Recently, a link between complement activation and the NF-κB signaling pathway was discovered [37]. NF-κB is a latent gene regulatory protein that plays a paramount role in regulating inflammation and cell survival, being particularly responsive to pro-inflammatory cytokines TNF-α and IL-1 during myocardial I/R [38,39]. Previous research showed that C5a triggered inflammation by inhibiting the phosphorylation of PI3K and by activating the NF-κB pathway [37]. In addition, IPostC-induced anti-inflammation occurs via the inhibition of the NF-κB pathway [17]. However, the interaction between the complement and NF-κB in MP is unclear.
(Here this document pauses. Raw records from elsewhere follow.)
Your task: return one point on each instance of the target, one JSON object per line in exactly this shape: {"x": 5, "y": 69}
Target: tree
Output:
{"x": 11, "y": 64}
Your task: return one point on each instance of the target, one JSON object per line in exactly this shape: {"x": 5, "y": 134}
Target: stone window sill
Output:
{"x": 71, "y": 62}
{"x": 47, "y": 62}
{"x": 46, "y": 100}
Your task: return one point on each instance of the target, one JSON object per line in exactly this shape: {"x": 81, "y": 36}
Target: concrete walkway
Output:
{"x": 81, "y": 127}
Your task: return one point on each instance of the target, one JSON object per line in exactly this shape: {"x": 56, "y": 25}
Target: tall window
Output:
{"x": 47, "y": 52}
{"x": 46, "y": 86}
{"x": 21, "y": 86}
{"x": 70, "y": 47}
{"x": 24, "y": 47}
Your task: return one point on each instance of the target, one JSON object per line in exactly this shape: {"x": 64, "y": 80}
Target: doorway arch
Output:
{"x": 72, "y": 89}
This study showed for the first time that morphine simultaneously inhibited the activation of the C5a/NF-κB signaling and the release of TNF-α, IL-1β, and ICAM-1. Meanwhile, treatment with the C5a inhibitor, PMX, enhanced the MP-induced downregulation of NF-κB, while the NF-κB inhibitor QNZ did not affect C5a, indicating that the inhibition of the C5a/NF-κB signaling pathway is involved in MP-induced cardioprotection.
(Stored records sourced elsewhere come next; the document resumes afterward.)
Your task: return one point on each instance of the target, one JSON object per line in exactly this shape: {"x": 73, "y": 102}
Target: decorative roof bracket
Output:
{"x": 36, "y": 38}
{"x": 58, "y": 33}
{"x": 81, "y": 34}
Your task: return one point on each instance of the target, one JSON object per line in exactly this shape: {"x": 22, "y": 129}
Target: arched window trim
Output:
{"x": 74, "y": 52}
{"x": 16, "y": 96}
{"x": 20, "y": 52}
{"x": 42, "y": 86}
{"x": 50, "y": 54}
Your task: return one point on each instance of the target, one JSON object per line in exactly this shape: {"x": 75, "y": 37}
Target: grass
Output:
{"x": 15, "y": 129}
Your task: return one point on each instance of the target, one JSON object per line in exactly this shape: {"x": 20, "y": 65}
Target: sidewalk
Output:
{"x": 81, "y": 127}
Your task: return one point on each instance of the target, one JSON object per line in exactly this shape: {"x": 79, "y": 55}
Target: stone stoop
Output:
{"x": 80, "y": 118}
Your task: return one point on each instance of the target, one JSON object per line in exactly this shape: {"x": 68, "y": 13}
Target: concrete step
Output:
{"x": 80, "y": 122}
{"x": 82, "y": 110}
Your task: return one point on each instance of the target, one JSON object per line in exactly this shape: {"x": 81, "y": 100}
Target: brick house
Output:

The role of HSP90/Akt interaction with C5a/NF-κB in MP is under investigation. HSP90 protects cells from complement-dependent cytotoxicity, while inhibition of HSP90 enhances complement-induced cell death [40]. Moreover, activating the PI3K/Akt pathway attenuates the I/R-induced inflammation by inhibiting the complement [41,42]. Recently, it was shown that phosphorylated Akt negatively regulates NF-κB signaling to limit pro-inflammatory responses [43,44]. The role of the HSP90/Akt interaction with C5a/NF-κB in MP is unclear. In this study, we found that the MP-induced C5a/NF-κB inhibition was accompanied by enhanced HSP90 and p-Akt. Both the HSP90 inhibitor (GA) and Akt inhibitor (GSK) triggered C5a/NF-κB signaling and enhanced cardiomyocyte apoptosis. To the best of our knowledge, it is the first description of the interaction between HSP90/p-Akt and C5a/NF-κB in MP. Contrary to other reports [45], our study mainly explored whether HSP90 is involved in MP, underpinning the suppressing of the C5a and NF-κB signaling. Our results suggest a possible therapeutic target in MP, which provides a reference value for clinical guidance.

This study had some limitations. First, we only established a rat in vivo I/R model to explore the molecular mechanism of MP cardioprotection, and we did not further study or verify the clinical relevance of our experiments. Second, in this study, we used only the HSP90-specific inhibitor GA. However, the over or under-expression of HSP90 with the use of viral vectors can be applied to further explore its role in MP in future studies. Third, given that the components of the complement system are diverse, further research is needed to explore whether HSP90 regulates the myocardial inflammatory response through other complement components, including C1, C3 etc. Moreover, the detailed regulation mechanism of HSP90 over C5a still needs to be explored.

5. Conclusion

This study shows that HSP90 is critical for MP-mediated cardioprotection possibly by promoting phosphorylation of Akt and inhibiting activation of C5a and NF-κB signaling and subsequent myocardial inflammation, ultimately attenuating I/R-induced infarct size and cardiomyocyte apoptosis. Our results provide new insights for MP-mediated cardioprotection against I/R injury and may identify a potential therapeutic target.